In late June, O’Leary described on Facebook “12 nightmare days,” in which his daughter left the house and went on a binge of cocaine and other drugs. A trip to a local hospital ended in a a quick discharge, so he resorted to taking away his daughter’s phone and not allowing her to leave the house.
He said he “basically detoxed her without her permission,” until she found a hidden phone and called 911. Police informed O’Leary that, because Paige was 16, she was free to go where she chose – a situation that left O’Leary frustrated.
“The laws in place make it hard for parents to get help for their kids who don’t want the help,” he said. “It’s just very difficult.”
Shortly after O’Leary posted that letter, he learned that Paige had been accepted for long-term treatment at CHEO, the Children’s Hospital of Eastern Ontario.
O’Leary said he believes the fact that he runs “We The Parents” gave him leverage to get his daughter help.

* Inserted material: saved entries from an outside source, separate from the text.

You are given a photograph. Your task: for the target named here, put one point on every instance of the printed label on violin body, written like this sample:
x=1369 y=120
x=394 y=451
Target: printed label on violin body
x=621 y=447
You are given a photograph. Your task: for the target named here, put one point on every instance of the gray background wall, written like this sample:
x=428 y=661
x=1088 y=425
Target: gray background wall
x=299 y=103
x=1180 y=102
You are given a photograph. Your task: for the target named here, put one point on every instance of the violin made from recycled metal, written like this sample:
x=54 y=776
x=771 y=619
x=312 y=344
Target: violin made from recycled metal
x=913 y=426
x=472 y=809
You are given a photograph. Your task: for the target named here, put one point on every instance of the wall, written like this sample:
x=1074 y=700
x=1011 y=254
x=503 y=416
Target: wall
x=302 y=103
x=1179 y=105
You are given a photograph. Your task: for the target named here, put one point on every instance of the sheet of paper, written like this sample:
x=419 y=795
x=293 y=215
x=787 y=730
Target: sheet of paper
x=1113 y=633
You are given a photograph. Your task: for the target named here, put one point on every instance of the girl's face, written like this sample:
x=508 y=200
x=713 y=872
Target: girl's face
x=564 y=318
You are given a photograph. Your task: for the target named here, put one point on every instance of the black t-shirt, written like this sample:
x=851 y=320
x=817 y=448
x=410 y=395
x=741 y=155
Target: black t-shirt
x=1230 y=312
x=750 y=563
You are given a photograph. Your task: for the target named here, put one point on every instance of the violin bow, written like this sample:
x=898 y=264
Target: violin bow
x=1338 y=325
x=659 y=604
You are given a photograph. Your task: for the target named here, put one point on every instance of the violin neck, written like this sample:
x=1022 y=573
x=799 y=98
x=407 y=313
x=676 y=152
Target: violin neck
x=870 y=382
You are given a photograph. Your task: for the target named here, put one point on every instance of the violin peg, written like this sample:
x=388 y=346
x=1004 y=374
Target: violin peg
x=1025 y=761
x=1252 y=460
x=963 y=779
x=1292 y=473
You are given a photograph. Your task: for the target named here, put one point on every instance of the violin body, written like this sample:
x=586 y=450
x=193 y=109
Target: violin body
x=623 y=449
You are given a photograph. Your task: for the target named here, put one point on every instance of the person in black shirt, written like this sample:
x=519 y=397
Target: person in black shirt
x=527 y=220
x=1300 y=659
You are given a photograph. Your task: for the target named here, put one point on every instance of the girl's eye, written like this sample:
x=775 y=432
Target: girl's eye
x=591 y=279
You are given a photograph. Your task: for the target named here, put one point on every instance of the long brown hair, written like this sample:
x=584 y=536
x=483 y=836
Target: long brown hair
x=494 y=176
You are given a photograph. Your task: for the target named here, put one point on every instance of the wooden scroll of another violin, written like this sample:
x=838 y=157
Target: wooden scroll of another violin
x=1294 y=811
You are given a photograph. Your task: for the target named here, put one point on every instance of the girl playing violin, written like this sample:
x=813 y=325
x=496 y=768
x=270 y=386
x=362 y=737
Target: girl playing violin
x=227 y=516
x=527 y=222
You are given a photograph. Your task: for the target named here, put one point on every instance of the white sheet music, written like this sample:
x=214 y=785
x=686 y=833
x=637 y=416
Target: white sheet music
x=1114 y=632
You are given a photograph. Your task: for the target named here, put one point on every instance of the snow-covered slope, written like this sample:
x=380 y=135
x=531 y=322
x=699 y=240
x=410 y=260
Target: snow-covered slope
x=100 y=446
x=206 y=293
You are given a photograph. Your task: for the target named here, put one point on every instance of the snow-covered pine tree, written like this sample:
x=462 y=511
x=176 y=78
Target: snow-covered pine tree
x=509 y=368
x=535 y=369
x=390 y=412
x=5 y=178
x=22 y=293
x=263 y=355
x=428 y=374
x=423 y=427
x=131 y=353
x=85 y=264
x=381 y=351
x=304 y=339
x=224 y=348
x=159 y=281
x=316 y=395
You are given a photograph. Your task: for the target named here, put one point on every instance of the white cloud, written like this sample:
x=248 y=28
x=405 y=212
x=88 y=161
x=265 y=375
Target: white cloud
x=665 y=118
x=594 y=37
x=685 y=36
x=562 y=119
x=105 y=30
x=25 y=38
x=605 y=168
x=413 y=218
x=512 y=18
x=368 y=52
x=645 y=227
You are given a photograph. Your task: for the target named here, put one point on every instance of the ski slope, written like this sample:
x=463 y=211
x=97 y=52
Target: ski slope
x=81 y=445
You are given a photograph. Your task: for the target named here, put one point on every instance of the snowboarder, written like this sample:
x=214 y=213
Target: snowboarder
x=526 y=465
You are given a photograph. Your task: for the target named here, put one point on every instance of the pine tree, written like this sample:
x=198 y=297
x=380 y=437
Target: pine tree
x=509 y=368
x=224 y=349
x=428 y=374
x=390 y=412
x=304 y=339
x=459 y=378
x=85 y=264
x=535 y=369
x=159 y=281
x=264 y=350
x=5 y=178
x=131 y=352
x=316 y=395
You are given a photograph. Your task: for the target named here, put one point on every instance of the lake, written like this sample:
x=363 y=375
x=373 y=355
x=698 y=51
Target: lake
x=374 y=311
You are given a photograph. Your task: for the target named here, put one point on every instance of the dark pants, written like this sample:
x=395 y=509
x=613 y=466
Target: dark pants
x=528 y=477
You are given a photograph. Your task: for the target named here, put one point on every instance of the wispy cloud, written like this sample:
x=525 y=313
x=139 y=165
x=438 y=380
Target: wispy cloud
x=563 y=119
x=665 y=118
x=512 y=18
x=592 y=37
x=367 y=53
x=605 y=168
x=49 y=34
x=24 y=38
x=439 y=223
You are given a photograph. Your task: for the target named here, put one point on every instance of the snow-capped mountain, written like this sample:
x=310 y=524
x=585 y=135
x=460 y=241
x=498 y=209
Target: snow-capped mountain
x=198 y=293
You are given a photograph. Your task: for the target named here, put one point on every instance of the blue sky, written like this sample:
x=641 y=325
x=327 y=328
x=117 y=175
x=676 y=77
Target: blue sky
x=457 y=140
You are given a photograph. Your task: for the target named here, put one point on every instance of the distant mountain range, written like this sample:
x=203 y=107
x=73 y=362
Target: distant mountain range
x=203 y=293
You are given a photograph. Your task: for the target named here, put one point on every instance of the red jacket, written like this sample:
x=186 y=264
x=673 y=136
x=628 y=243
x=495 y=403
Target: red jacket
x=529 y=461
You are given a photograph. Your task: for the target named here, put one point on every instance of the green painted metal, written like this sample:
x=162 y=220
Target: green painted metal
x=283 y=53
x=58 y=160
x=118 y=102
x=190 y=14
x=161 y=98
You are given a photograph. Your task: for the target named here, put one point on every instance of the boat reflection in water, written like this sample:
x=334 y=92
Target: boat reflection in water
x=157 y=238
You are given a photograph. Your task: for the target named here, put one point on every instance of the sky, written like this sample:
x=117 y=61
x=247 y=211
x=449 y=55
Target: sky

“But even with that, it was so difficult,” he said. “…I think if I hadn’t had the media attention I had at that point, I don’t think I would have even gotten her in that day.”
Much more needs to be done to ensure that teens who need drug treatment get access to it, even when they are old enough to refuse treatment, O’Leary says.
“Substance use disorder is a chronic disease,” he said, with a relapse rate he estimates is close to 100 per cent.
“I mean, a lot of them try. Unfortunately, our system right now doesn’t give them a very easy path if they want to get better.”